Considering the aesthetic importance and as a centre for the study of marine animals, WWF-Pakistan urges a revival and upgrade of Clifton Aquarium so that it can attract tourists, researchers and students. Keeping in step with the current government push to promote tourism in the country, the revival of Clifton Aquarium can be an important step in this direction.

Throughout the world, the number of aquaria, especially those related to marine, have increased. There are large marine aquaria in Singapore, Hong Kong, Dubai and almost all major coastal cities of the world, which serve as tourist attractions, create awareness among the public, and are centres for the study of marine life. Dubai Mall Aquarium, for example, houses thousands of aquatic animals, comprising over 140 species. Over 300 sharks and rays are found here, including the largest collection of sand tiger sharks in the world. More than 1,000 employees manage this aquarium.

Muhammad Moazzam Khan, Technical Advisor (Marine Fisheries), WWF-Pakistan pointed out that an art gallery can be established at any location in the city, but a marine aquarium can only be run along the coastline. He also stressed the need for the immediate revival of Clifton Aquarium. ‘It will be a major contribution towards creating awareness about nature especially the marine environment,’ he added.

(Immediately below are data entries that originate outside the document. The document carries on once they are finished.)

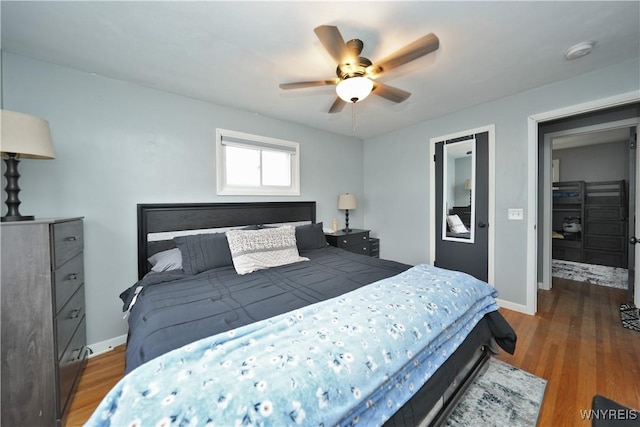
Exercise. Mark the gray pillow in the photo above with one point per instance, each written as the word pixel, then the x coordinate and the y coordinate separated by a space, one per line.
pixel 201 252
pixel 166 260
pixel 310 236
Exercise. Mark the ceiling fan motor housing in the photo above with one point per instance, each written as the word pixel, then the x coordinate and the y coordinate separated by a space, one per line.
pixel 353 68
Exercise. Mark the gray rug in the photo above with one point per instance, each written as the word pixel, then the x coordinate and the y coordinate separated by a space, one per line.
pixel 602 275
pixel 502 395
pixel 630 317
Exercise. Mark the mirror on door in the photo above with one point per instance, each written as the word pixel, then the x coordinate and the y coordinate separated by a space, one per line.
pixel 459 168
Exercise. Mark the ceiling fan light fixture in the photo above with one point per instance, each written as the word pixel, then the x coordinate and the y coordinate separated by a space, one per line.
pixel 579 50
pixel 354 89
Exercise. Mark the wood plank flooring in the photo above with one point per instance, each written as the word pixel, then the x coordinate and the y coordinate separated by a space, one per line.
pixel 575 342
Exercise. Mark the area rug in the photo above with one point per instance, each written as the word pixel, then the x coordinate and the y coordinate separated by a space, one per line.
pixel 602 275
pixel 502 395
pixel 630 317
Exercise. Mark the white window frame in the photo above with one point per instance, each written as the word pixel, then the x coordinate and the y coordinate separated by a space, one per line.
pixel 226 137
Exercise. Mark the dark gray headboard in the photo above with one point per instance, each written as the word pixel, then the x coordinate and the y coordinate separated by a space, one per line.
pixel 167 217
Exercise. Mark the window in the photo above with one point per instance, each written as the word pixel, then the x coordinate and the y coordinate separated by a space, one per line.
pixel 256 165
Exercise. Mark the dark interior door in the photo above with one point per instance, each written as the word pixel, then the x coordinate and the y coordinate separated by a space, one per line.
pixel 633 187
pixel 472 258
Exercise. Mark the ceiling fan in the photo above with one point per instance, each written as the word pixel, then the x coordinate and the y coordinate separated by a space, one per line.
pixel 356 74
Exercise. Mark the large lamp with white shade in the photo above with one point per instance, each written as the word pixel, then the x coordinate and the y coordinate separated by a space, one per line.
pixel 23 136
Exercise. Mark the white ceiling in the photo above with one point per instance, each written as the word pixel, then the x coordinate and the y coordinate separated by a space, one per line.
pixel 236 53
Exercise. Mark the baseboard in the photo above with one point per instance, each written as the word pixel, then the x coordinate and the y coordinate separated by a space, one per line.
pixel 106 345
pixel 513 306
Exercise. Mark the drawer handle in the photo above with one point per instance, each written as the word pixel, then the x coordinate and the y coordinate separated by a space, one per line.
pixel 76 354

It may be noted that Karachi’s Natural History Museum was among the leading natural museums of British India. However, after the creation of Pakistan, it was closed down, whereas the Natural History Museum of the Zoological Survey of Pakistan, located at Karachi Fish Harbour, was shifted to Islamabad in 2009. Currently, there is no nature study centre in the city and closing Clifton Aquarium will further deprive the city of an important nature study centre. WWF-Pakistan, therefore, stresses the need to revive Clifton Aquarium, rather than converted it into an art gallery.